Eiffage drops capital increase for French road

Eiffage has dropped the idea of a capital increase to service debt for toll road APRR while preserving its credit rating. This was a solution that Macquarie, which jointly owns APRR with Eiffage, did not support. The two firms have now agreed on a dividend payment that will allow them to service some €80m in debt.

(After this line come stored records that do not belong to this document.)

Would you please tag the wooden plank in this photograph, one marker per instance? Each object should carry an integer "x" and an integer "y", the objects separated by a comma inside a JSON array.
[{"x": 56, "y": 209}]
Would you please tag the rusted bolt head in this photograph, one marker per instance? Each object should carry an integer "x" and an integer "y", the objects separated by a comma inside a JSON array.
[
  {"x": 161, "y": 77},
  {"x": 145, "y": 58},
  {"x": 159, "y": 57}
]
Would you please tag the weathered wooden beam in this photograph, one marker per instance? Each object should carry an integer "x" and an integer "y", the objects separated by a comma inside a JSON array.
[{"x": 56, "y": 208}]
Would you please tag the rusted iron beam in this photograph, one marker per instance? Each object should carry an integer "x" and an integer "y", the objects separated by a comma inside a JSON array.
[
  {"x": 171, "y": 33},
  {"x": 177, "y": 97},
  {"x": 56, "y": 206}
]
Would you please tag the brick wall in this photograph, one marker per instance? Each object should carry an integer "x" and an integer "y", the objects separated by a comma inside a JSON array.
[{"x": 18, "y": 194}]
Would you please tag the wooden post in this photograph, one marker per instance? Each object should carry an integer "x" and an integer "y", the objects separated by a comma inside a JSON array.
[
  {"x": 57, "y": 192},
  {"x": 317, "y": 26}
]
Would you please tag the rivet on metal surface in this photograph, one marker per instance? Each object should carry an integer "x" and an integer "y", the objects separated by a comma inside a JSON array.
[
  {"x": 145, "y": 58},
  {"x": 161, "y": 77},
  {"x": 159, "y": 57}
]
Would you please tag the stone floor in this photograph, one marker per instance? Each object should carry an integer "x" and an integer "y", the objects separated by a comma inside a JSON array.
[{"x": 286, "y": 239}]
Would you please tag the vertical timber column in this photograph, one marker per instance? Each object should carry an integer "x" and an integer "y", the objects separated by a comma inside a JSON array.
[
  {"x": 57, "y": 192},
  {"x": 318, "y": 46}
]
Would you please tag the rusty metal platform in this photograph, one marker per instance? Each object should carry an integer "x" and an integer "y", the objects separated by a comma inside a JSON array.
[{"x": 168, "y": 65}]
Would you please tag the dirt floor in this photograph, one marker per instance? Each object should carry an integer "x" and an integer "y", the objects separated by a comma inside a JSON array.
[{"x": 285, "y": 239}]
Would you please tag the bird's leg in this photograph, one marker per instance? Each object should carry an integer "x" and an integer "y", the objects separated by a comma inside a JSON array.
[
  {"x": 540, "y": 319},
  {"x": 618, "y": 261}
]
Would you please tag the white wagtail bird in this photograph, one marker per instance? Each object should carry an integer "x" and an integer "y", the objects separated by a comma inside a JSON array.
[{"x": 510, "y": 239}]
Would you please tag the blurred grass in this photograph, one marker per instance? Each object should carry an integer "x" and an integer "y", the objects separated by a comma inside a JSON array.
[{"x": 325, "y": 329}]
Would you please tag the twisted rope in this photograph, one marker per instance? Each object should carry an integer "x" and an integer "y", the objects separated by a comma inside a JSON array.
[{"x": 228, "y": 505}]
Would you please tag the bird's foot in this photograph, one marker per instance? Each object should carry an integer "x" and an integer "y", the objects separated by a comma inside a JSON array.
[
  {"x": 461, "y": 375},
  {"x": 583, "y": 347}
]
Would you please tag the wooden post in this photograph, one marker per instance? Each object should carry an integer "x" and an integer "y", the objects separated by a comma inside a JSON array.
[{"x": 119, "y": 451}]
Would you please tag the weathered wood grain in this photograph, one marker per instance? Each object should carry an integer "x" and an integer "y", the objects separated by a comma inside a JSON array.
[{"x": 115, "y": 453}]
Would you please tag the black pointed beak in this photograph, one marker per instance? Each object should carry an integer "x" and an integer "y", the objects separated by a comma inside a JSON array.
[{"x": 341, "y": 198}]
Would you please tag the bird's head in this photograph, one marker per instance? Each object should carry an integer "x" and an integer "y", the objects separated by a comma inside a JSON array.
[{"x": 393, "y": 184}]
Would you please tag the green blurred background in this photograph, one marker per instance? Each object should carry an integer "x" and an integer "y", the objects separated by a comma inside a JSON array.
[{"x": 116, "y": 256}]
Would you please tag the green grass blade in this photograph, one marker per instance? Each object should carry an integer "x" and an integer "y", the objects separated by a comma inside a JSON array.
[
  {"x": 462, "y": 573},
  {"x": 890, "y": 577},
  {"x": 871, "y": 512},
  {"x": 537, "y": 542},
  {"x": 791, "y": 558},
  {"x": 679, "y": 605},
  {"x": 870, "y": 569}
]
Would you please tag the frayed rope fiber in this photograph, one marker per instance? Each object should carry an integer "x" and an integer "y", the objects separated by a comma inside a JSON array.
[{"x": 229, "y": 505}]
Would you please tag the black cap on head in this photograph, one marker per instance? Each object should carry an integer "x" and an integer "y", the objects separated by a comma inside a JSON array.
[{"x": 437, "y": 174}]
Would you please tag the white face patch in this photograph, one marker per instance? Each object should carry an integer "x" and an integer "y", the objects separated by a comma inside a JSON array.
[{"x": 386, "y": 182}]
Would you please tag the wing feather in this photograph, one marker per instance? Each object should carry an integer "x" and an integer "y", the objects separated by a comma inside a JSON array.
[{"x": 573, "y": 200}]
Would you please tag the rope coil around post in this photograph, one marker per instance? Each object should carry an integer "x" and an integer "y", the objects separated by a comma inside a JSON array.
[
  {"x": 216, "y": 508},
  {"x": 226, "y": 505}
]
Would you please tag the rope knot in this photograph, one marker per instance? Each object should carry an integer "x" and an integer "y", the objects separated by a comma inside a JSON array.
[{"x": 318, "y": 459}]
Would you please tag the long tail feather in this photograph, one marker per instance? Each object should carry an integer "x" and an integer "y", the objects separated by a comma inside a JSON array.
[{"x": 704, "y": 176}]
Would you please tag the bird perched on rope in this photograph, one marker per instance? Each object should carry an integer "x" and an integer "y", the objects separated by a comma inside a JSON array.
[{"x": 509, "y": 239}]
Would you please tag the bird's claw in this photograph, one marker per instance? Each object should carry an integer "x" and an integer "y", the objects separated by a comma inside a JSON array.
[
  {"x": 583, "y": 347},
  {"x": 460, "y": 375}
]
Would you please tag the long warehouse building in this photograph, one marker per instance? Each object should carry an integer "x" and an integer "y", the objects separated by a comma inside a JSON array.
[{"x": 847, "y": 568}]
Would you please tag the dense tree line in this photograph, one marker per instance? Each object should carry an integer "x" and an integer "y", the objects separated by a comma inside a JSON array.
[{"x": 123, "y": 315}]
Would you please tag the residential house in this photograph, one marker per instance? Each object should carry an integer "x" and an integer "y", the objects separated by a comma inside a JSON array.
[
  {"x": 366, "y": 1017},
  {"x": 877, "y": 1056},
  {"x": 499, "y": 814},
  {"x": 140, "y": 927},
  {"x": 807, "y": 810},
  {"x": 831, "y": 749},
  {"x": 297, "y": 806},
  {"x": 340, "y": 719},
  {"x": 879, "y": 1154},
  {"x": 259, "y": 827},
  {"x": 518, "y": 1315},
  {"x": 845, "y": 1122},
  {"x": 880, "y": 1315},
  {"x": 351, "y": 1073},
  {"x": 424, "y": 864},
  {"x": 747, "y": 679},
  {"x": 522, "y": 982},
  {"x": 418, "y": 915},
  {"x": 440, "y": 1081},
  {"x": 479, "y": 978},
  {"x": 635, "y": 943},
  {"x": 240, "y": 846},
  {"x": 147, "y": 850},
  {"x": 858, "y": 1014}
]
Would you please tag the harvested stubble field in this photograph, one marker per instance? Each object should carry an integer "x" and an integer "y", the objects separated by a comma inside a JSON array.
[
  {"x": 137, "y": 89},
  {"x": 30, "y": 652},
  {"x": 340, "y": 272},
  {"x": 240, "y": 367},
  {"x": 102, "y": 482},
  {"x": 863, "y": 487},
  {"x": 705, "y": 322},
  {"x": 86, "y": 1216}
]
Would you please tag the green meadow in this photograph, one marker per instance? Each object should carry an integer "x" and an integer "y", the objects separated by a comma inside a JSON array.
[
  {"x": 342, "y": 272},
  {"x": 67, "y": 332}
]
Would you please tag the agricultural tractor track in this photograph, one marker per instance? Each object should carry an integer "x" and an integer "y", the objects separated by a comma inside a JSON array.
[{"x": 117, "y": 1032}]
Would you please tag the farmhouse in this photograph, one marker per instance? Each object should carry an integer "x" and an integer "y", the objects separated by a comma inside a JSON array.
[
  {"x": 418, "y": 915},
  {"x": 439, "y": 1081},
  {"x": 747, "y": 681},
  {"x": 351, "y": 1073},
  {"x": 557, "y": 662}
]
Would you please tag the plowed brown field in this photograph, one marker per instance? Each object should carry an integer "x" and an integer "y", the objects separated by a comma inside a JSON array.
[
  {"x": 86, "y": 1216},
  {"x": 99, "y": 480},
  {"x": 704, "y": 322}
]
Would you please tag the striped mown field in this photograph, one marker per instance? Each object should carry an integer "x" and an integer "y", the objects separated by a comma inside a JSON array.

French infrastructure group Eiffage and Australian investor Macquarie have agreed that their jointly owned toll road in France – APRR – will pay a dividend of €0.84 per share in order to service a forthcoming €80 million debt payment.

APRR: Eiffage and
Macquarie temporarily

APRR operates over 2,200 kilometres of road across France. The majority of APRR (81.5 percent) is owned by Eiffarie, a vehicle jointly owned by Eiffage (50 percent plus one share) and Macquarie (50 percent minus one share) through fund Macquarie Atlas Roads.
The two firms had previously been at odds on how to service debt for the road with Eiffage wanting to do an initial capital increase of €80 million to cover the repayment – a solution Macquarie did not favour. Macquarie has veto power to block a capital increase, which can dilute its position in the toll road vehicle.
Jean-François Roverato, Eiffage’s chief executive, had previously defended the need for the equity injection in light of ratings agencies’ tougher rules on servicing debt in the aftermath of the financial crisis:
“Macquarie views the flow of finances in one direction – from the infrastructure to the investment fund. We think the pumps work both ways,” Roverato told French newspaper Le Figaro earlier this year. In the long term, he estimates that up to €320 million in equity will have to be injected in the toll road vehicle to meet its debt covenants.
But while the dividend payment will allow APRR to repay Eiffarie’s €80 million in debt by the end of June, the two partners will again have to sit down and negotiate how they intend to service a similar repayment scheduled for the end of this year.
APRR is rated Baa3 by Moody’s with a stable outlook while S&P’s rates it at BBB – with the rating on negative watch. Its net profits in 2009 rose by 12 percent to €349 million and it currently has over €11 billion in debt.